Walking into the stadium, one would be forgiven for thinking it was a national competition rather than an international one, because the entire crowd was a sea of orange—and the stands were PACKED. The Dutch sure do love to show their support in their blaze orange clothing at sporting events, and this skating competition was no exception. I was happy to see one small American flag flying on the opposite side of the stadium. I can always count on finding at least a little American pride wherever I am in the world!

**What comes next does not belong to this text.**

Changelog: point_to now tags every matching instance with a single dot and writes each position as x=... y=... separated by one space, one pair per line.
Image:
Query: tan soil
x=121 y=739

There was plenty to cheer for during the event. We watched the 500-meter, 1500-meter, and mass starts for both men and women. I had never heard of the majority of the skaters, so I naturally cheered for whomever Willem was cheering against. You know, just to make things interesting (he never finds that as funny as I do). When the 1500-meter races started, I was surprised to hear one name I did recognize: Shani Davis, the U.S. Winter Olympic gold medalist. Not only was he competing the day we were there, but he also happens to hold the current track records at Thialf Stadium in the 1000- and 1500-meter events. Davis won the bronze in the 1500-meter event on the day we were there, but was 5th overall in the points standings so he just missed a place on the podium. I came to the stadium so that my Dutch boyfriend could introduce me to one of the favorite Dutch pastimes, but I ended up getting the added bonus of seeing one of the U.S. speed skating greats in the process!
Watching indoor speed skating may not compare to the excitement of the Elfstedentocht, but until it is cold enough for that legendary event to be held again, the World Cup is a fine substitute to whet the Dutch speed skating appetite.